Кабир не отвечает и указывает на желтые папки:
– Вам их оставить?
– Да.
– Босс, спасибо за щедрое предложение. Но я, пожалуй, от него откажусь.
Я выжидаю минуту, затем спрашиваю:
– Позволь узнать почему?
– Если на четвертом свидании я устрою ей такое грандиозное торжество, что я стану делать на пятом? – пожимая плечами, вопросом отвечает Кабир.
– Разумно.
Оживает мой мобильник. Увидев, что звонит Анджелика Уайетт, я ощущаю укол страха и порывисто нажимаю на зеленую кнопку. Раньше, чем мне удается произнести традиционное «Излагай», Анджелика говорит:
– С Эмой все в порядке.
Удивительно, насколько хорошо Анджелика меня знает, особенно если учесть, что мы практически не видимся. Да, мне звонит та самая Анджелика Уайетт, кинозвезда.
– Что нового? – спрашиваю я.
– Эма постоянно спрашивает о тебе.
Эма – старшеклассница и моя биологическая дочь.
– Я возила ее к тебе в больницу, – сообщает Анджелика.
Услышанное мне не нравится.
– Тебе не следовало этого делать. – Я сердито смотрю на Кабира, но продолжаю говорить с матерью Эмы. – Как вообще она узнала, что я…
– В то утро у тебя был намечен завтрак с ней.
– Да. Точно.
– Вин, она беспокоилась.
Я молчу. Мне это не нравится.
– Когда она сможет увидеться с тобой?
– Завтра устроит?
– У тебя дома? К обеду?
– Да.
– Я привезу ее.
– Ты тоже заходи, если хочешь.
– Вин, это уже лишнее.
Разумеется, Анджелика права. Мы договариваемся о времени. Я завершаю разговор, продолжая сердито смотреть на Кабира.
– Эма позвонила и спросила, где вы, – поясняет Кабир. – Знаю, вам бы не понравилось, если бы я ей соврал.
Я хмурюсь, поскольку он прав, но мне все равно это не нравится.
– Что ей известно?
– Только то, что вы попали в больницу. Я сказал, что вы быстро поправитесь. Она мне не поверила. Даже хотела остаться в вашей палате.
Сам мне знаю, как на это реагировать. Когда дело касается Эмы, я теряю почву под ногами. Привычная уверенность куда-то девается. Эти новые отношения, если вам угодно их так называть, часто оставляют меня в подвешенном состоянии, лишая точки опоры.

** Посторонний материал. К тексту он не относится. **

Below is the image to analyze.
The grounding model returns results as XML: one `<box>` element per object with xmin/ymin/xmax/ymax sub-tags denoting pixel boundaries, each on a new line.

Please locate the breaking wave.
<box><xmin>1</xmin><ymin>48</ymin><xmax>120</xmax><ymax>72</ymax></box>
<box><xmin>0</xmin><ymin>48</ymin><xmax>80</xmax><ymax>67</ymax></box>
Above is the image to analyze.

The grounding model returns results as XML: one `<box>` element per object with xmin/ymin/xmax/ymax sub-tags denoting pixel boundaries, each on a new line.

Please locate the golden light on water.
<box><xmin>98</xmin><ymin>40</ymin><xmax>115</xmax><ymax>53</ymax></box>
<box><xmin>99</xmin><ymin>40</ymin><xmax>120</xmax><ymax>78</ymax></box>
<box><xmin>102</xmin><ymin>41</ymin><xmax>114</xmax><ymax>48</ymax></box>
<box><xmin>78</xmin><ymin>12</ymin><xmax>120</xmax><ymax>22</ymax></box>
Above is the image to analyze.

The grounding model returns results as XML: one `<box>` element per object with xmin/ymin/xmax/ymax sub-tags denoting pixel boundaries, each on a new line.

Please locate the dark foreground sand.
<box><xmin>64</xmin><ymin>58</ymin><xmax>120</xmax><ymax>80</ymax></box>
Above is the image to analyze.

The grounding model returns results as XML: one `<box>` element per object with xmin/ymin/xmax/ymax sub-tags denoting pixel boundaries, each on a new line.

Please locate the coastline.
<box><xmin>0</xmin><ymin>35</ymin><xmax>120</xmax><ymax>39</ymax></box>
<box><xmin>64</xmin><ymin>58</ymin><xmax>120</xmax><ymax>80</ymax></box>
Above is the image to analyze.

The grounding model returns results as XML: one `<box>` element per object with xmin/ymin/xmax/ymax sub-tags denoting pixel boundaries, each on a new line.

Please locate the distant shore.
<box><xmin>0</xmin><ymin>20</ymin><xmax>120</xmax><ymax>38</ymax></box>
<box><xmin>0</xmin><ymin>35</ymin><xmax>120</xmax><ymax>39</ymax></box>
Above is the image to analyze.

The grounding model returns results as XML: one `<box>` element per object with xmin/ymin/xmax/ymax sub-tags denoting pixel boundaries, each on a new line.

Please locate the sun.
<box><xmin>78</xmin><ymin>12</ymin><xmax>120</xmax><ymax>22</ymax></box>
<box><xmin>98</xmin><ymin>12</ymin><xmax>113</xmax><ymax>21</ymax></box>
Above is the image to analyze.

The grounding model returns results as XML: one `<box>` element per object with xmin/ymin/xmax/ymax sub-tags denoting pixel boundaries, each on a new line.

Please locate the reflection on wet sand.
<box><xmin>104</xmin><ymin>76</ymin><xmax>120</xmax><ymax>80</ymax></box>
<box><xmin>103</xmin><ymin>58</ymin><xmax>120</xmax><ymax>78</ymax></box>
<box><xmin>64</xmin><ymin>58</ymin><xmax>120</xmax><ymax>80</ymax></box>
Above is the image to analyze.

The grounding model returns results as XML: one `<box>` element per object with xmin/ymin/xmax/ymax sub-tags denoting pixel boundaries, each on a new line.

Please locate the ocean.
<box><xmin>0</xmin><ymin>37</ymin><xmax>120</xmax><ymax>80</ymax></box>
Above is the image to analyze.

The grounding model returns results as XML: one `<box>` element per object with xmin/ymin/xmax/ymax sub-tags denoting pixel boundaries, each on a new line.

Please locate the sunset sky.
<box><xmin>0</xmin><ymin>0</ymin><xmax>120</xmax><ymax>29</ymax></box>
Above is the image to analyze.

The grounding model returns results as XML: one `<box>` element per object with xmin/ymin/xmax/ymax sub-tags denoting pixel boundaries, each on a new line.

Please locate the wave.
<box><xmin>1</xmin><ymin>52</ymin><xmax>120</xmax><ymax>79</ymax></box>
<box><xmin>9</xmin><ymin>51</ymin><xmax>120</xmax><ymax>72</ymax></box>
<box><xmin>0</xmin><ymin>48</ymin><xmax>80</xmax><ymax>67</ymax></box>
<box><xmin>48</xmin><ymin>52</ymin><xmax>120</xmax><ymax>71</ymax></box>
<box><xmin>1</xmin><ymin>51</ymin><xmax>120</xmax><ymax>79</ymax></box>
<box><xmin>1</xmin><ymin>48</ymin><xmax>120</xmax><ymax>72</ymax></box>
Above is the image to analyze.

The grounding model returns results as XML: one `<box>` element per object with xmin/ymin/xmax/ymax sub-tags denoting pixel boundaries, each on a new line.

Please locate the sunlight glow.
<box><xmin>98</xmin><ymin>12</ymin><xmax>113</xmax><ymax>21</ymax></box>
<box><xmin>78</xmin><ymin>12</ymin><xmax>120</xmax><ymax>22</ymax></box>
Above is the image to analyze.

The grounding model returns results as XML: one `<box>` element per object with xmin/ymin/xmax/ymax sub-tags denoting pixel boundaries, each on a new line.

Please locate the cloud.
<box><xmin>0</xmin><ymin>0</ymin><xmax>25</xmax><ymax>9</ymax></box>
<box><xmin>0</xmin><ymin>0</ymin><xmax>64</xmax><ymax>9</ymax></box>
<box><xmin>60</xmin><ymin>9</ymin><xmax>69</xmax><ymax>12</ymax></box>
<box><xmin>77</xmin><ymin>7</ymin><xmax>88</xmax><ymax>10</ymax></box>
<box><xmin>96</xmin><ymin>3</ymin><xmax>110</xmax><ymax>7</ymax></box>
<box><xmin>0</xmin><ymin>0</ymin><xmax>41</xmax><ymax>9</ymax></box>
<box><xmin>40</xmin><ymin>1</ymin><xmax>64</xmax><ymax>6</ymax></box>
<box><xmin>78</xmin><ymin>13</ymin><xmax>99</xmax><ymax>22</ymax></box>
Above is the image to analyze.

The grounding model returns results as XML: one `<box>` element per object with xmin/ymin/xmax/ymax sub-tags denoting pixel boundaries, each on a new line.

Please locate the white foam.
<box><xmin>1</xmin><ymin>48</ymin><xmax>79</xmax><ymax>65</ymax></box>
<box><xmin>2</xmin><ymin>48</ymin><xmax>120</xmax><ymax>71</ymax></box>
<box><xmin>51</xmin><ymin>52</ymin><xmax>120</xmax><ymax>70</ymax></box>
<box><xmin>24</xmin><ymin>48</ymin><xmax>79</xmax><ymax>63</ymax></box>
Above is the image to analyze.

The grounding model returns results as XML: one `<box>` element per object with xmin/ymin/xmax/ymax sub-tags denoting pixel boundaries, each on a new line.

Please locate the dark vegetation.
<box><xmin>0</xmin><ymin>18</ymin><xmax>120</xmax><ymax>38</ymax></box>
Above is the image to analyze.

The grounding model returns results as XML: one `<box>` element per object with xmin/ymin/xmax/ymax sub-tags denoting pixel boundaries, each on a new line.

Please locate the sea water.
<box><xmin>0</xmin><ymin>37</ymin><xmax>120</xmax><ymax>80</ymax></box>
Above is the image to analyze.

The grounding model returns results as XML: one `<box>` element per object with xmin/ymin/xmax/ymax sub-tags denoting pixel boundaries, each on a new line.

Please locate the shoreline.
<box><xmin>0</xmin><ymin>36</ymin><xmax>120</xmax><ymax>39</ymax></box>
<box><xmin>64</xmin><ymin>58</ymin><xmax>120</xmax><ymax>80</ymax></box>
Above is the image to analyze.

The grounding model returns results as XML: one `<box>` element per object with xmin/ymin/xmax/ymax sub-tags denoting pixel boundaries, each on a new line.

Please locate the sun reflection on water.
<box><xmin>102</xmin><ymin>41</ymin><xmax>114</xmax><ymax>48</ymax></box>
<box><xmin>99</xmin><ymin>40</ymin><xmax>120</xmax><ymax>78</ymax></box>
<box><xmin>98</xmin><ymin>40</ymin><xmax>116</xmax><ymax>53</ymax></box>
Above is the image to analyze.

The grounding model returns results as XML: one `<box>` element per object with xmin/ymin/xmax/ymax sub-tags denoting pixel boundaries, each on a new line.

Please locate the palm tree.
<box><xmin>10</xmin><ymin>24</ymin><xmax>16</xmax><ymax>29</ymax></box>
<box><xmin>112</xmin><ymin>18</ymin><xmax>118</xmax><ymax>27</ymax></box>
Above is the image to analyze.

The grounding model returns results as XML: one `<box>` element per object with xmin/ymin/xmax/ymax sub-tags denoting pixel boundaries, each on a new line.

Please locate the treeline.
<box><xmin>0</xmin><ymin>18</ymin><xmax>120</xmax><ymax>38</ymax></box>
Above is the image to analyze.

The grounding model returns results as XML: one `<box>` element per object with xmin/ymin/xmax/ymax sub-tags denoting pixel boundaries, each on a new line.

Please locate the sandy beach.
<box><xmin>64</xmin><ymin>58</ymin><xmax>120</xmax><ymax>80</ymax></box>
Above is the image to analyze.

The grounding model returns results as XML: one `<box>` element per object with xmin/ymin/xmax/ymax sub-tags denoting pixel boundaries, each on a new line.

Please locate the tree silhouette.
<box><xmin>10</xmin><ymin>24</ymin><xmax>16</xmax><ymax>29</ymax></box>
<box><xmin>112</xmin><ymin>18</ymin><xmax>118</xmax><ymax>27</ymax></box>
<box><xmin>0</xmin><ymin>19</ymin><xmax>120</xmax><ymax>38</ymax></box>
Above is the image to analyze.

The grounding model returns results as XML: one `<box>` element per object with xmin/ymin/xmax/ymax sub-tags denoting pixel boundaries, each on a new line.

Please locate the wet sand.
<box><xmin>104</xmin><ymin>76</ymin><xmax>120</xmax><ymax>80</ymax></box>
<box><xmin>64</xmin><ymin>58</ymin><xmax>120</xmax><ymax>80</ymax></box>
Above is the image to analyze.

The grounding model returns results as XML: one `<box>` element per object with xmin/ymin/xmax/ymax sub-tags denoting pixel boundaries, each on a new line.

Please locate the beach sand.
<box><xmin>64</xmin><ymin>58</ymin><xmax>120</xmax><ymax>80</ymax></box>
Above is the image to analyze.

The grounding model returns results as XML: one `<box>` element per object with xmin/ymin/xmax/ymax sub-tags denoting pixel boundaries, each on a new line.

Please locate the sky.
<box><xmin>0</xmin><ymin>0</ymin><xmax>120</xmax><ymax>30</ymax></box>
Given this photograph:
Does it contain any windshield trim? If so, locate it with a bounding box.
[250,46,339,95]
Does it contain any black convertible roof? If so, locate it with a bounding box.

Мысли об Эме перебивает другая мысль.
– Трей Лайонс, – говорю я.
– Что насчет его?
– Сейди говорила, он отправился лечиться домой.
– В западную часть Пенсильвании, – уточняет Кабир. – Там у него что-то вроде ранчо.
– Я хочу, чтобы за ним следили постоянно.
– Понял.
– Два человека. Я в любое время должен знать, где он и что делает. Выясни, чем он занимался в прошлом.
Кабир забирается в вертолет и возвращается на Манхэттен, где его ждет горячее, хотя и серьезное свидание. Я иду на тренировочную площадку, чтобы попрактиковаться в паттингах и заодно прочистить голову. Идя туда, замечаю Патришу: она спускается с холма. Потом направляется ко мне, расправив плечи. Лицо у нее мрачное. Не нужно быть знатоком языка тела, чтобы понять: с ней что-то не так.
Я быстро улавливаю подобные состояния, поэтому спрашиваю у сестры:
– Что-то случилось?
– Ты позволяешь мне быть пугливой трусихой.
– Масло масляное, – отвечаю я.
– Что?
– По определению, пугливая уже означает трусиху. Так что называй себя либо пугливой, либо трусихой. А пугливая трусиха – это перебор.
– Вин, я серьезно, – заявляет она и скрещивает руки на груди.
Подумываю, не сказать ли ей, чтобы любила меня со всеми недостатками, но воздерживаюсь.
Патриша берет клюшку (для тех, кто в теме, это айрон, «девятка») и начинает ходить взад-вперед.
– После нашего разговора я вернулась в приют, где мы помогаем пострадавшим подросткам. Вин, это моя работа. И ты об этом знаешь. – В ее голосе проскальзывает пафос; я молчу. – Может показаться, что с недавних пор я только и занимаюсь разным административным дерьмом, собирая деньги на свою благотворительность. Но в конечном итоге все это делается ради подростков, которых мы спасаем, поскольку больше им никто не поможет. И в этом миссия «Абеоны». Мы помогаем несовершеннолетним, попавшим в беду. Это ты понимаешь?
– Конечно понимаю.
– И ты знаешь, чтó привело меня на этот путь?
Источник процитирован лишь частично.